郵貯の大量満期が来年度以降予想されるが、長期金利に及ぼす影響はもちろんのこと、日銀の金融政策にとっても何らかの制約となることが懸念される。総裁はこの点についてどう考えているのか。

【答】

郵便貯金の集中満期が金融市場に与える影響については、今の段階ではまだ郵貯からの資金流出の規模が実際どれくらいになるのか、仮に多額の資金が流出した場合、それがどのような金融資産に向かっていくのかということが分かっていない。現時点では見極めは非常に難しいと思う。
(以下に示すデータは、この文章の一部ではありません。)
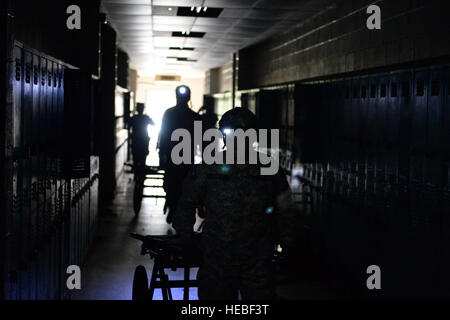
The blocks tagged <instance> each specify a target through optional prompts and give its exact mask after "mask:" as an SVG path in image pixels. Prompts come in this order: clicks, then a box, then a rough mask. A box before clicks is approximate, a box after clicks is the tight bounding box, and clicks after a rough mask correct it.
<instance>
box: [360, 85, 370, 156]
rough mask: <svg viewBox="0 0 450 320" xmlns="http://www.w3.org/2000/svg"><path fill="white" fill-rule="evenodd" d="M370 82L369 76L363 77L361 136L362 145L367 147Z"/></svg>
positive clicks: (361, 110)
mask: <svg viewBox="0 0 450 320" xmlns="http://www.w3.org/2000/svg"><path fill="white" fill-rule="evenodd" d="M369 84H370V82H369V78H368V77H363V78H361V92H360V99H359V100H360V102H359V103H360V104H359V136H360V141H361V146H362V147H363V149H367V148H368V145H369V143H368V142H369V131H368V126H369V123H368V116H369V110H368V109H369V108H368V106H369V91H370V88H369V87H370V85H369Z"/></svg>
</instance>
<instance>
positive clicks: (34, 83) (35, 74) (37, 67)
mask: <svg viewBox="0 0 450 320" xmlns="http://www.w3.org/2000/svg"><path fill="white" fill-rule="evenodd" d="M33 82H34V84H35V85H37V84H38V83H39V70H38V67H37V66H34V68H33Z"/></svg>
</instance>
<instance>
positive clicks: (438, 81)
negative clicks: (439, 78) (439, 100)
mask: <svg viewBox="0 0 450 320" xmlns="http://www.w3.org/2000/svg"><path fill="white" fill-rule="evenodd" d="M439 89H440V86H439V81H437V80H434V81H433V82H431V95H432V96H434V97H436V96H438V95H439V91H440V90H439Z"/></svg>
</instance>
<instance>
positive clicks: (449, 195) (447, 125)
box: [443, 67, 450, 212]
mask: <svg viewBox="0 0 450 320" xmlns="http://www.w3.org/2000/svg"><path fill="white" fill-rule="evenodd" d="M444 88H445V93H444V104H443V106H444V110H443V114H444V142H443V143H444V146H445V151H444V156H445V161H446V166H447V172H446V173H447V174H446V190H447V193H448V199H450V67H447V68H446V69H445V82H444ZM447 203H449V202H447ZM447 209H450V208H447ZM447 212H448V210H447Z"/></svg>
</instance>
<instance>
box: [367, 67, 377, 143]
mask: <svg viewBox="0 0 450 320" xmlns="http://www.w3.org/2000/svg"><path fill="white" fill-rule="evenodd" d="M378 95H379V78H378V76H376V75H374V76H371V77H370V78H369V83H368V101H367V113H366V114H367V141H368V145H369V147H371V148H374V147H375V145H376V141H377V139H376V138H377V130H378V127H377V100H378Z"/></svg>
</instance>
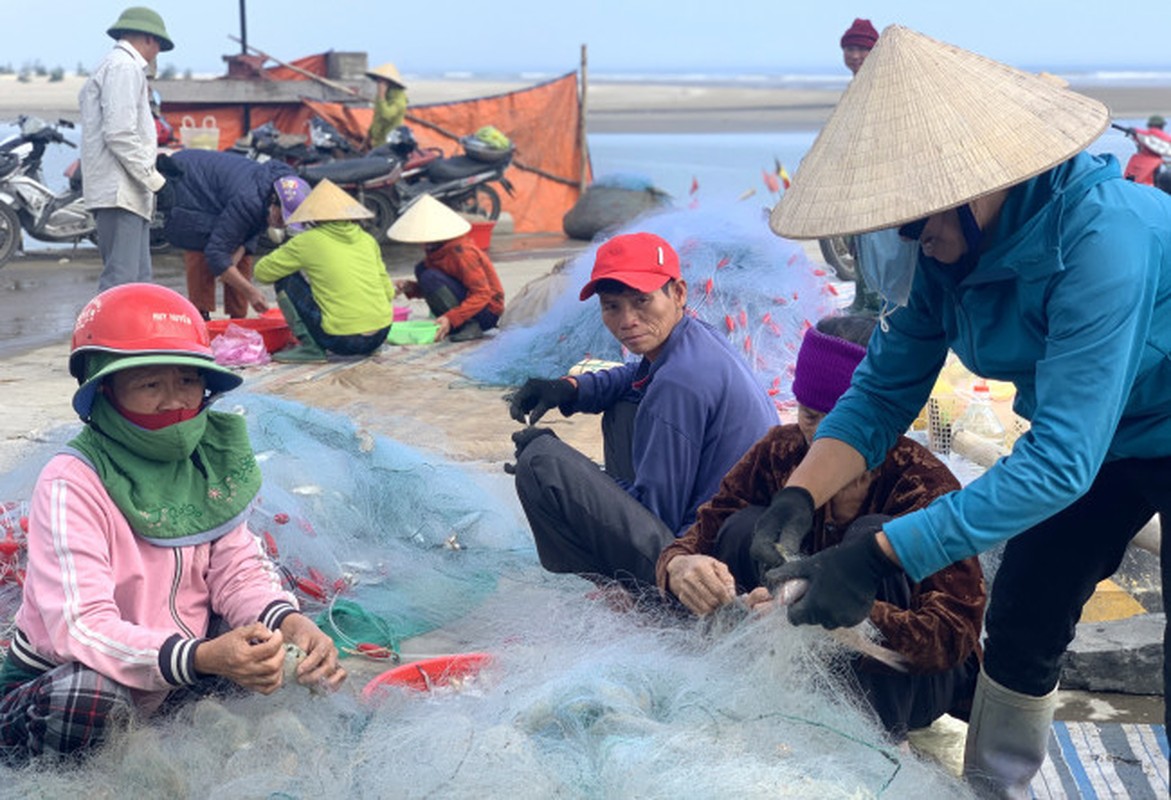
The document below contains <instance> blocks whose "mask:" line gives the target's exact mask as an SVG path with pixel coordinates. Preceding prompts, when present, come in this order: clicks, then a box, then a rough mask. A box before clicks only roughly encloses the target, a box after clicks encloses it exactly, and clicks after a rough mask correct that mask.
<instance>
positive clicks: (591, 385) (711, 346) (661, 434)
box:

ただ、市場全体の資金の総量はそれによって変わる訳ではないので、金融市場に大きな影響を与えるものではないと思っている。

また、この件に関しては、政府においても、「財政投融資計画の編成に当たって一般財政投融資や郵便貯金の金融自由化対策資金への貸付を見直す等種々の方策を組み合わせて対応するなど、資金運用部の適切な運営に万全を期す」ということを先般、意志表明されているものと承知している。

いずれにしても、郵便貯金の集中満期時における金融市場の安定確保については、日本銀行も円滑な金融調節の実施という点を含め、中央銀行の立場から関心を持っているので、今後、財政当局とも連絡を密にして参りたいと考えている。

【問】

郵貯の集中満期の関連で、財投の方の資金需要が苦しくなるということで、資金運用部の保有する国債を日銀が購入するのではないかという見方があるが、その点についてはどのようにお考えか。

【答】

郵貯の集中満期は、金融市場にも密接な関係を有する問題であることは今も申し上げた通りであるが、円滑な金融調節の実施という点を含めて、日本銀行としては、関心を持って、今後財政当局とも連絡を密にして参りたいというのが現状であり、まだ何も具体的なことは考えていない。

【問】

先日、金融監督庁が、信用組合の経営安定化に絡んで1,800億円規模の資金を集めるということを発表し、そのなかに日銀の名前も挙がっていたが、これについて、総裁はどのようにみているか。

【答】

信用組合の監督事務が都道府県から国に移管されるということに当たって、その円滑化を図るための施策として、(1)信用組合の再編等を支援する機構を設置するということと、(2)国として当該機構に資金供与を行うために、12年度予算で70億円くらいの概算要求を行うということと、併せて、(3)日本銀行、各都道府県、全信組連、これらに融資を求めている訳で、こういうものを骨子とした計画が検討されていることは、概略説明を受けている。

中央銀行資金の供与ということになると、返済確実であって、かつ、一時的な資金繰りに充てるべき性格のものであって、現在承知している限りでは、本件のような構想の下で融資を行うことは全く考えていない。